I am a scientist who loves to cook because there are many similarities between working in a lab and cooking in a kitchen. I love to share my cooking experience with you and to inspire others to cook.

Wednesday, November 9, 2011

Grill Steak

I had a bbq a few weeks ago when the weather was still nice. This is our menu

1) Grill steak

I used Trip Tip beef cut for this steak. This cut is found at the bottom of sirloin and it is what I called "poor man's sirloin"  http://en.wikipedia.org/wiki/Tri-tip

I marinated the beef with Worcestershire sauce, thyme, oregano, and basil. 
 

2) Scallops

Frozen scallops that I found at Trader Joe's frozen food section

3) Asparagus

Plain old asparagus. I sliced the skin off the asparagus with a peeler. You can keep it on.

4) Shittake mushroom

Fresh mushroom. Hmmmm....yummy

I love this picture.

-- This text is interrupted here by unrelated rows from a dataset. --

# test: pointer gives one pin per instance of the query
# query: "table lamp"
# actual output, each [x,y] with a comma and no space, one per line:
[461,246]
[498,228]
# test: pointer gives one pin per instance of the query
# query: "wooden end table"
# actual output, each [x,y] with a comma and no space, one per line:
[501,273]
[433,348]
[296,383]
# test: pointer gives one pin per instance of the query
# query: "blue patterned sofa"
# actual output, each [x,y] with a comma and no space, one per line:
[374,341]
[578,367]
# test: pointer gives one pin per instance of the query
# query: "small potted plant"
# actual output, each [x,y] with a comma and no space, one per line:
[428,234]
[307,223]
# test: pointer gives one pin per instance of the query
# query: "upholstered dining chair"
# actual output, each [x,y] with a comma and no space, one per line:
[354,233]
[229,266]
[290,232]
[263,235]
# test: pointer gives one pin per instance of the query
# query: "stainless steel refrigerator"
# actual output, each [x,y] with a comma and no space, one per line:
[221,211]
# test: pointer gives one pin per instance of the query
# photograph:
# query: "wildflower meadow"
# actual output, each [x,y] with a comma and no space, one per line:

All credits go to SL for composing and snapping this

It is cooking time!!!

Make sure the charcoals are pipping hot
Time is everything. The meat, the scallop and the asparagus all cook at different time. If you want to serve the all at the same time, then you must stagger the time when you load them onto the grill.

Enjoy  wine while waiting for the meat to cook

In general, it takes 7-9 minutes per side of steak (15-18 minutes total); 2 minutes per side of scallop (4 minutes total), and about 8-10 minutes for the asparagus.
I like the mysterious feel of this picture. Very dark.
Remember to rest the meat for 5 minutes after cooking.




I use the "poking technique" to determine the doneness







Let the wine flow and the meat be eaten.